In this breakout session, industry leaders discuss understanding and overcoming errors brought on by data challenges.
Wrapping up the first day of this year’s annual Healthcare Distribution Alliance (HDA) Seminar, six industry leaders came together to offer various workshop recommendations, personal insights, and answer questions. Titled “Exceptions Handling: Mitigating Data Errors to Keep Products Moving,” the session featured Bruce Harold, director of EDI, KeySource, Arthi Nagaraj, head of analytics, strategic projects and serialization, Sanofi US, Tracy Nasarenko, senior director, community engagement, GS1 US, Maryann Nelson, regulatory manager, Cardinal Health, Inc., Jeff Primeau, VP, business solutions cencora, Integrated Commercialization Solutions, and Tim Stearns, senior director, industry relations, Healthcare Distribution Alliance.

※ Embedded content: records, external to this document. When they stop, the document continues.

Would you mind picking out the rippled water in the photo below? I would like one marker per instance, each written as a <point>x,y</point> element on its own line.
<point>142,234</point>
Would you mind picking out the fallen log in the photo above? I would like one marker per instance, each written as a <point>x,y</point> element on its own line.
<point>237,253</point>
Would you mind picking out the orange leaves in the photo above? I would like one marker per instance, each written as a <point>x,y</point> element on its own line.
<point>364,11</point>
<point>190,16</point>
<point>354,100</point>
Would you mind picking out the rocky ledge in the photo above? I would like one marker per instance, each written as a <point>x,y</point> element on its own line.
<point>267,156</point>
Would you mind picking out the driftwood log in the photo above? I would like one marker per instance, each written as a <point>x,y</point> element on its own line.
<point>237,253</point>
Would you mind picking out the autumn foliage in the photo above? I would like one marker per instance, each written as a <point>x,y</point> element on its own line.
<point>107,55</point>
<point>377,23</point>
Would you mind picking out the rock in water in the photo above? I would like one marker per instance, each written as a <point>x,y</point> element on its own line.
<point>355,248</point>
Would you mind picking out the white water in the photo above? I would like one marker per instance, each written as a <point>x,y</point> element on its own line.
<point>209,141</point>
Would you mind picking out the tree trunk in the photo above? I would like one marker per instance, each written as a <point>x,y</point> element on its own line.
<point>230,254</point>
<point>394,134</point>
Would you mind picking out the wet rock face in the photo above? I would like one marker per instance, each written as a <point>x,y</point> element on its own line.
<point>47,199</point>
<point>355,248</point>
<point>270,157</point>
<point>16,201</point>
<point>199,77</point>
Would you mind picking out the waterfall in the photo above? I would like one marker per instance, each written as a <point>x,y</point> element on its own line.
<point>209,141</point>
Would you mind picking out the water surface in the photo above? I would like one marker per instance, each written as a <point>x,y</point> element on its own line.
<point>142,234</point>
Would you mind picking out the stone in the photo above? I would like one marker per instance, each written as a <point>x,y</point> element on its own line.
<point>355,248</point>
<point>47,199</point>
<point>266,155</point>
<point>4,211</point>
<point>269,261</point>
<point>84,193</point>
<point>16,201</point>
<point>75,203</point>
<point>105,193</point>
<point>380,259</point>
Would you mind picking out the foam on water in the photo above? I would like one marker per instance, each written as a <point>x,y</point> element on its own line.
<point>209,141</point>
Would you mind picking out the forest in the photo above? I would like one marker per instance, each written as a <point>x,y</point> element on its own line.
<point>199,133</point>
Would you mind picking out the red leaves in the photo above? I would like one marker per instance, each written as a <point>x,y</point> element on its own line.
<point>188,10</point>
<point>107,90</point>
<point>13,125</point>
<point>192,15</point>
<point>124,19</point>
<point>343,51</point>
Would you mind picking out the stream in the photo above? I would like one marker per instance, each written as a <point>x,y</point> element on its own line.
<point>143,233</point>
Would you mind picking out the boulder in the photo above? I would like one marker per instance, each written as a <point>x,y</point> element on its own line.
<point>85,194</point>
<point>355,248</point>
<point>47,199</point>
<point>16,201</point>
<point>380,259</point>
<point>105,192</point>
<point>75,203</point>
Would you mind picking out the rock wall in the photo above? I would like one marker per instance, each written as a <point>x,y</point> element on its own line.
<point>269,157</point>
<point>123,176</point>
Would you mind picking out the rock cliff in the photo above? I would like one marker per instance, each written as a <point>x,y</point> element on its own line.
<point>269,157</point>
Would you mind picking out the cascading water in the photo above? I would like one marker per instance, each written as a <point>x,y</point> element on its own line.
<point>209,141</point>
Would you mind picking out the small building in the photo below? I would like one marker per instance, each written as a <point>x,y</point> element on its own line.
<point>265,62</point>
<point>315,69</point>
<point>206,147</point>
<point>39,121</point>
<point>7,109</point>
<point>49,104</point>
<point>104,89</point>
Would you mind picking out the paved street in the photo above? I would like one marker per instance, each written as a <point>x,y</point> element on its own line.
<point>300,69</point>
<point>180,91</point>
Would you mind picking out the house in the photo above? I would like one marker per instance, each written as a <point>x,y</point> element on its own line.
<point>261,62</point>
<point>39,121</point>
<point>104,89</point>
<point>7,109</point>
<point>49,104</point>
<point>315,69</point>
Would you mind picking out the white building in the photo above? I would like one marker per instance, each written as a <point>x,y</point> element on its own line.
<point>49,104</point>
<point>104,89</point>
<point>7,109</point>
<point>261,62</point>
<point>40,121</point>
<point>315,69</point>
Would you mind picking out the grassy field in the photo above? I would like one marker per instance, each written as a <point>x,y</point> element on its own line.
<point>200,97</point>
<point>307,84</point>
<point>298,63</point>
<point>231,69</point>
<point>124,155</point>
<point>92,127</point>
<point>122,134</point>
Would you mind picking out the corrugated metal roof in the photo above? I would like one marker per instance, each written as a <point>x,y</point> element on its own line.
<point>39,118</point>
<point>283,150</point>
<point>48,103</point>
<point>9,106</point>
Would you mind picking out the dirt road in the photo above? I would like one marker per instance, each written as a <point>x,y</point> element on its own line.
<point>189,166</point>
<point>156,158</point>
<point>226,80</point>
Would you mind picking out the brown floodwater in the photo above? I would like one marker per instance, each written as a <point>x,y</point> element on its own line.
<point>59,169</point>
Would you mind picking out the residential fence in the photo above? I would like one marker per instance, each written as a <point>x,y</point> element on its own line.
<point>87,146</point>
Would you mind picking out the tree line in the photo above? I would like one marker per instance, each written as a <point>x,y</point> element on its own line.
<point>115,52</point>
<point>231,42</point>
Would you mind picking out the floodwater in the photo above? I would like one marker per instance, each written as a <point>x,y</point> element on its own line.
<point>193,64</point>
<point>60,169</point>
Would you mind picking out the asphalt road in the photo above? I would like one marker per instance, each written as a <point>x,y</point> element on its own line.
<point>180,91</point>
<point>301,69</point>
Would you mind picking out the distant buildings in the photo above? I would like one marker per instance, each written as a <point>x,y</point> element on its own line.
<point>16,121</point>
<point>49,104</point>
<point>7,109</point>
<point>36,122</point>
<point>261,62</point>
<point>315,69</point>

This Q&A has been edited for clarity and brevity.
Tim Sterns: This question is directed at Maryann and Jeff. Who in your organizations will be involved in handling the exceptions that are being given to companies on transitioning to the FDA’s new supply chain policies by Nov. 27, 2024?

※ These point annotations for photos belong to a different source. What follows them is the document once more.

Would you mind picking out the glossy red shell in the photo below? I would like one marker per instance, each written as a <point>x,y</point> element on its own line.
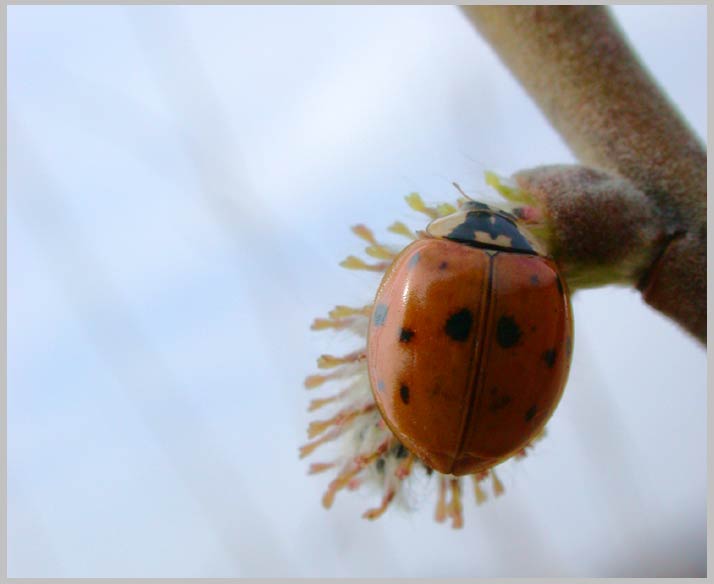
<point>468,351</point>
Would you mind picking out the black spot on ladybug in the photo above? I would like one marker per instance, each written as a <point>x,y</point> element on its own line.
<point>492,224</point>
<point>508,333</point>
<point>549,357</point>
<point>380,314</point>
<point>499,402</point>
<point>530,413</point>
<point>414,260</point>
<point>458,325</point>
<point>405,335</point>
<point>404,393</point>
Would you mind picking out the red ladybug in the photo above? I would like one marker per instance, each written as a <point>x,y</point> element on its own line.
<point>469,341</point>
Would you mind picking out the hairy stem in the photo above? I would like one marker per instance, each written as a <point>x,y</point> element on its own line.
<point>577,66</point>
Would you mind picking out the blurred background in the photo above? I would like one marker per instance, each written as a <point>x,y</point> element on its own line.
<point>181,182</point>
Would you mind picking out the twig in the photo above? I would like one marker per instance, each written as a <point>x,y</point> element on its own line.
<point>577,66</point>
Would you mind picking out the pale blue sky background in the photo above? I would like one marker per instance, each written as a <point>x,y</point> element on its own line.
<point>181,181</point>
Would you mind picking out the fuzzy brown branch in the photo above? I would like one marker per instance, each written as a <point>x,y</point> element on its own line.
<point>577,66</point>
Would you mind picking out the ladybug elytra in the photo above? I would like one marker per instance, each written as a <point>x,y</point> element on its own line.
<point>469,341</point>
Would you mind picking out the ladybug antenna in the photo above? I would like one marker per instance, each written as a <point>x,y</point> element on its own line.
<point>463,194</point>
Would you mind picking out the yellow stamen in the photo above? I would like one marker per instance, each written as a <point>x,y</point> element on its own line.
<point>496,484</point>
<point>415,201</point>
<point>343,311</point>
<point>445,209</point>
<point>330,361</point>
<point>343,419</point>
<point>308,448</point>
<point>354,263</point>
<point>380,252</point>
<point>400,229</point>
<point>404,468</point>
<point>317,467</point>
<point>324,323</point>
<point>348,474</point>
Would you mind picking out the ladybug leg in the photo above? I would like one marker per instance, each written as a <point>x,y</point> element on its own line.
<point>440,514</point>
<point>352,469</point>
<point>455,509</point>
<point>478,491</point>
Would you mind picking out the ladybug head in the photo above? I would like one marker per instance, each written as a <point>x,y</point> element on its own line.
<point>480,225</point>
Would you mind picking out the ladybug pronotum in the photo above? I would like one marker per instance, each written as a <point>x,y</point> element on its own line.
<point>469,341</point>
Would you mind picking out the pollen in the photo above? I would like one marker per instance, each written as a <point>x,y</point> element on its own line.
<point>364,452</point>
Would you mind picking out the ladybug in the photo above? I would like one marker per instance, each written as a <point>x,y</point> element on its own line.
<point>469,341</point>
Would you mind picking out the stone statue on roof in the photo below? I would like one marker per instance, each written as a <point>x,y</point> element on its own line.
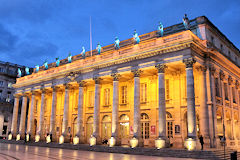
<point>186,22</point>
<point>27,71</point>
<point>136,37</point>
<point>69,58</point>
<point>45,64</point>
<point>37,68</point>
<point>99,48</point>
<point>57,62</point>
<point>83,52</point>
<point>19,72</point>
<point>116,43</point>
<point>160,30</point>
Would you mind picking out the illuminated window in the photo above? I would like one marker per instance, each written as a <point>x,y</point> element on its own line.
<point>145,126</point>
<point>124,95</point>
<point>90,99</point>
<point>226,91</point>
<point>234,95</point>
<point>217,87</point>
<point>167,89</point>
<point>143,92</point>
<point>106,97</point>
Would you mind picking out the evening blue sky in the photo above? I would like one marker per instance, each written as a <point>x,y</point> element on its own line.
<point>34,31</point>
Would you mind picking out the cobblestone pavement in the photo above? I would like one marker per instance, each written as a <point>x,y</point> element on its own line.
<point>22,152</point>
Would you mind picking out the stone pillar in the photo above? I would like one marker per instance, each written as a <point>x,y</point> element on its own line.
<point>161,141</point>
<point>114,137</point>
<point>191,114</point>
<point>80,130</point>
<point>203,112</point>
<point>52,130</point>
<point>64,135</point>
<point>31,117</point>
<point>96,112</point>
<point>15,116</point>
<point>136,140</point>
<point>23,117</point>
<point>41,118</point>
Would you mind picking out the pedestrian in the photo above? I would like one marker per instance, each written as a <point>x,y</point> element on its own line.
<point>201,141</point>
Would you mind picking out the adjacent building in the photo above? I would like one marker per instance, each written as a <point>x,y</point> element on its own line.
<point>166,89</point>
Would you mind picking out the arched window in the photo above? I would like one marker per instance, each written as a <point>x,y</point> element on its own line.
<point>124,126</point>
<point>144,126</point>
<point>89,127</point>
<point>106,127</point>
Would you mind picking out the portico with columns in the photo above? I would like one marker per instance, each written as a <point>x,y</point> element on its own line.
<point>162,92</point>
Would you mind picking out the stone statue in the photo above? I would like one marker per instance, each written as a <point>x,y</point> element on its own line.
<point>27,71</point>
<point>186,22</point>
<point>19,72</point>
<point>45,64</point>
<point>136,37</point>
<point>83,52</point>
<point>116,43</point>
<point>160,30</point>
<point>69,58</point>
<point>37,68</point>
<point>57,62</point>
<point>99,48</point>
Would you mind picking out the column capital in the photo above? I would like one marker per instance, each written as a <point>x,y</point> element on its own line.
<point>189,62</point>
<point>161,67</point>
<point>81,83</point>
<point>221,75</point>
<point>115,76</point>
<point>97,80</point>
<point>136,72</point>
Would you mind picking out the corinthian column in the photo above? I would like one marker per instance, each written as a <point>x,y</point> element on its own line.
<point>160,142</point>
<point>23,117</point>
<point>136,140</point>
<point>64,137</point>
<point>53,114</point>
<point>31,117</point>
<point>190,143</point>
<point>79,132</point>
<point>15,116</point>
<point>114,138</point>
<point>95,139</point>
<point>41,118</point>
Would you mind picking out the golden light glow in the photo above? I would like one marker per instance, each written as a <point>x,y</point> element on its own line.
<point>92,141</point>
<point>112,142</point>
<point>27,137</point>
<point>159,143</point>
<point>134,142</point>
<point>190,144</point>
<point>18,137</point>
<point>48,139</point>
<point>37,138</point>
<point>75,140</point>
<point>10,137</point>
<point>61,139</point>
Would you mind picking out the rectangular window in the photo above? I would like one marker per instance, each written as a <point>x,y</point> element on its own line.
<point>217,87</point>
<point>106,97</point>
<point>124,95</point>
<point>90,99</point>
<point>143,92</point>
<point>226,91</point>
<point>234,95</point>
<point>167,89</point>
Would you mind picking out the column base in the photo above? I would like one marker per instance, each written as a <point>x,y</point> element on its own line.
<point>190,144</point>
<point>160,143</point>
<point>134,142</point>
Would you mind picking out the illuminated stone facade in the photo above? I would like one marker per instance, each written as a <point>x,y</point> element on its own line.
<point>171,89</point>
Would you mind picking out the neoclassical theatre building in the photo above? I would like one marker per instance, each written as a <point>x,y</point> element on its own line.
<point>164,88</point>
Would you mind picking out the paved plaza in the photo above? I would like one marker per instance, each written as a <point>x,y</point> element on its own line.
<point>22,152</point>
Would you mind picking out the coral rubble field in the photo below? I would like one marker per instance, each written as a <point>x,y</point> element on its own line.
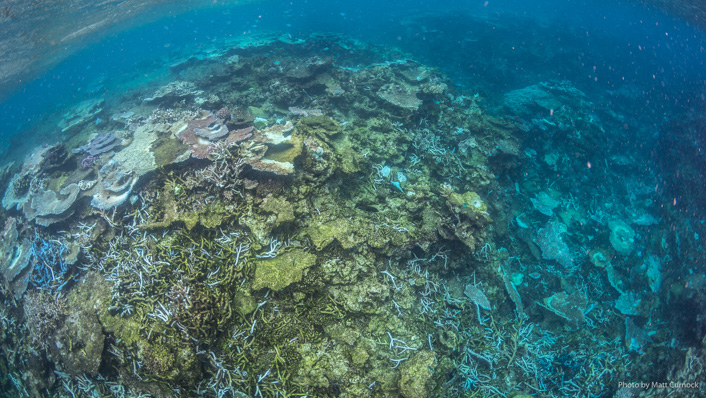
<point>321,217</point>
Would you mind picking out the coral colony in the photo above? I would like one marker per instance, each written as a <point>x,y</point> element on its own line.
<point>278,223</point>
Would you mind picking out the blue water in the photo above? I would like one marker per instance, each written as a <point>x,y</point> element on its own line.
<point>625,44</point>
<point>643,74</point>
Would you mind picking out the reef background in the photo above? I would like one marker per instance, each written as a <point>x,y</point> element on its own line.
<point>354,200</point>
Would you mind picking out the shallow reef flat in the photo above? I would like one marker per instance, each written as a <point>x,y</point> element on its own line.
<point>320,217</point>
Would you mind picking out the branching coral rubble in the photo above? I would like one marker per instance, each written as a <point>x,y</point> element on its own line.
<point>289,225</point>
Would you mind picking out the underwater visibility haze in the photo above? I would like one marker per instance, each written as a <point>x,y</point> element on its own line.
<point>352,199</point>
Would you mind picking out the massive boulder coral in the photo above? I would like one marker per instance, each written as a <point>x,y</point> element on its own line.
<point>202,134</point>
<point>400,95</point>
<point>174,91</point>
<point>114,185</point>
<point>100,144</point>
<point>14,258</point>
<point>46,207</point>
<point>24,186</point>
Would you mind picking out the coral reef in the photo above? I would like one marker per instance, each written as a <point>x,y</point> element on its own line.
<point>274,223</point>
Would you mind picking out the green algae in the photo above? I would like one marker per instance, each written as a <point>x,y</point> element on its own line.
<point>283,270</point>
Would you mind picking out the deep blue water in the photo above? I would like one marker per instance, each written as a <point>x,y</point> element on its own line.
<point>639,62</point>
<point>607,45</point>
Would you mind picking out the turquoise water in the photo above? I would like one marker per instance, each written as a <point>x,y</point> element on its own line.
<point>384,199</point>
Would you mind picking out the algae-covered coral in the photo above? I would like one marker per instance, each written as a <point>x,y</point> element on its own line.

Nelson: They’re complex. They’re going to require coordination across multiple departments. For exceptions, a wholesale distributor discovers that through receiving regular distribution, we’re going to get that error message from our sterilization repository that they’re going to have to quarantine that product. They’re going to have to provide a general description of the error and perhaps supporting documentation. If it's missing for the entire shipment, maybe that’s the packing slip. That information needs to be relayed to the manufacturer.

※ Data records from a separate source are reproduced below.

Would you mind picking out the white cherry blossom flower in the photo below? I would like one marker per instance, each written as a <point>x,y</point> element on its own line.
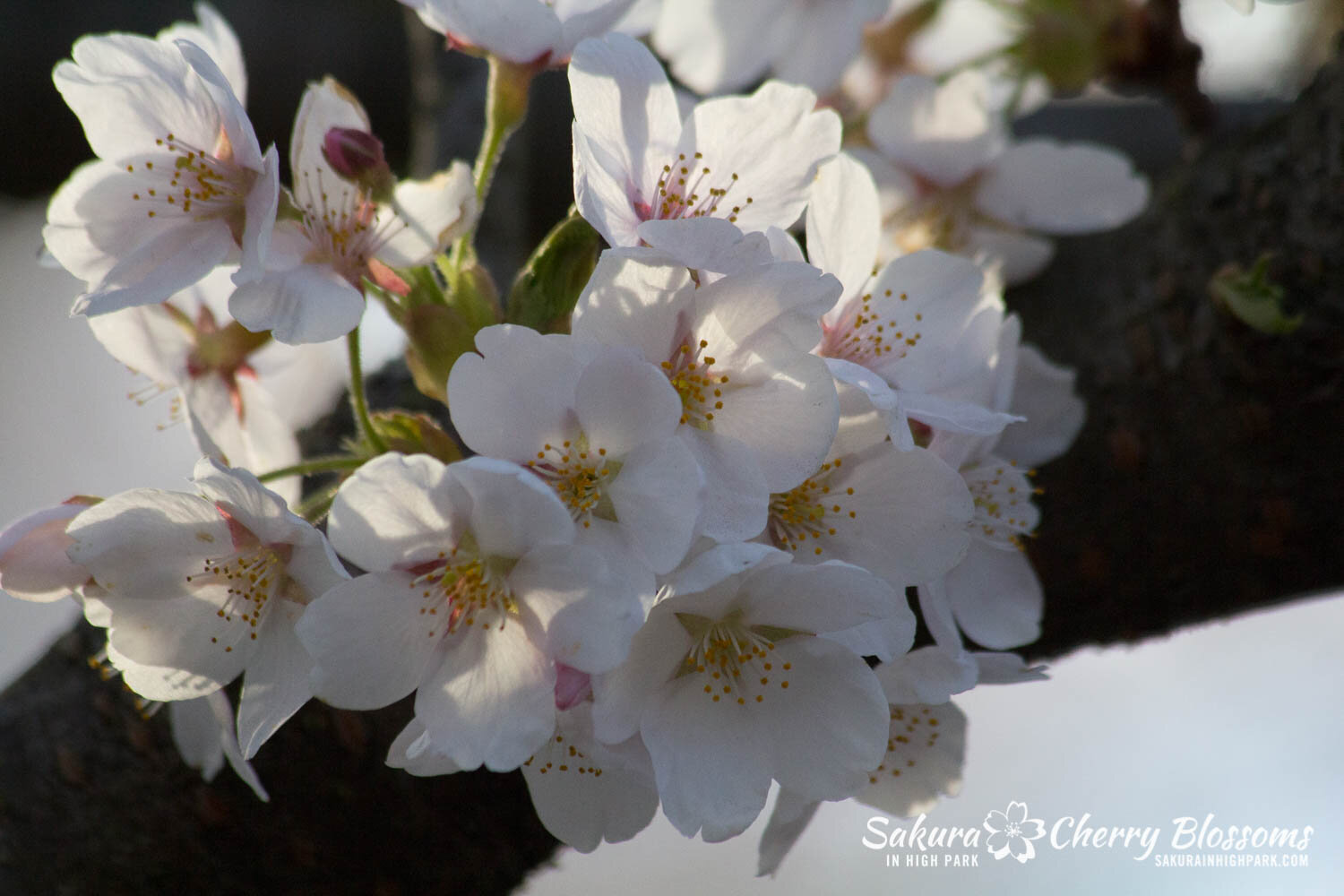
<point>34,564</point>
<point>476,591</point>
<point>312,289</point>
<point>180,185</point>
<point>199,589</point>
<point>639,166</point>
<point>926,751</point>
<point>715,46</point>
<point>952,177</point>
<point>758,411</point>
<point>540,32</point>
<point>597,424</point>
<point>728,670</point>
<point>188,346</point>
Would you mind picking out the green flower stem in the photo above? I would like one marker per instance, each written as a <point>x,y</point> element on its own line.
<point>328,463</point>
<point>358,402</point>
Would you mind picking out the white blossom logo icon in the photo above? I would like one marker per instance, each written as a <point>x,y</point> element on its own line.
<point>1011,833</point>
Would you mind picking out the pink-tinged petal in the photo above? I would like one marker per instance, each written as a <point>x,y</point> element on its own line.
<point>715,46</point>
<point>144,543</point>
<point>658,501</point>
<point>370,641</point>
<point>430,214</point>
<point>492,700</point>
<point>511,509</point>
<point>996,597</point>
<point>830,726</point>
<point>1055,188</point>
<point>397,509</point>
<point>781,298</point>
<point>762,150</point>
<point>736,492</point>
<point>34,564</point>
<point>707,244</point>
<point>844,223</point>
<point>602,191</point>
<point>583,791</point>
<point>277,680</point>
<point>943,132</point>
<point>521,31</point>
<point>623,402</point>
<point>925,762</point>
<point>788,820</point>
<point>929,675</point>
<point>636,298</point>
<point>215,37</point>
<point>712,771</point>
<point>588,618</point>
<point>1043,392</point>
<point>620,696</point>
<point>164,263</point>
<point>626,112</point>
<point>531,375</point>
<point>785,597</point>
<point>304,304</point>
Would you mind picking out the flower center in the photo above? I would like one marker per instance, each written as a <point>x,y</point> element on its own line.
<point>801,513</point>
<point>462,591</point>
<point>580,477</point>
<point>695,382</point>
<point>687,188</point>
<point>1003,508</point>
<point>863,336</point>
<point>736,661</point>
<point>187,180</point>
<point>252,576</point>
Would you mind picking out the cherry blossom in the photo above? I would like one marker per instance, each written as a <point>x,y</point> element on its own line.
<point>758,413</point>
<point>730,667</point>
<point>476,590</point>
<point>180,185</point>
<point>715,46</point>
<point>637,164</point>
<point>196,589</point>
<point>952,177</point>
<point>540,32</point>
<point>312,289</point>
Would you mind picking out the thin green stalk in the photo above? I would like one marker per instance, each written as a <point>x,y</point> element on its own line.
<point>328,463</point>
<point>358,402</point>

Cardinal Health has formed a centralized exception team that’s going to coordinate these certifications. If we don’t have the right manufacturer contacts or the wrong contacts, we’re probably going to have to change our sourcing teams to get us where we need to be. Depending on the manufacturer’s response, our EPCIS support team will likely have to get involved to make sure corrected data is received. Even for mistakes, overages or shortages that are identified by our downstream trading partners, those are likely that originate in customer service. So, we have to be treating them as an example to ask for serial numbers so that the incident can be properly researched. The bottom line is you can't really operate in a silo. Many of these roles are going to require some level of technical expertise to be able to identify the cause and the appropriate corrective action.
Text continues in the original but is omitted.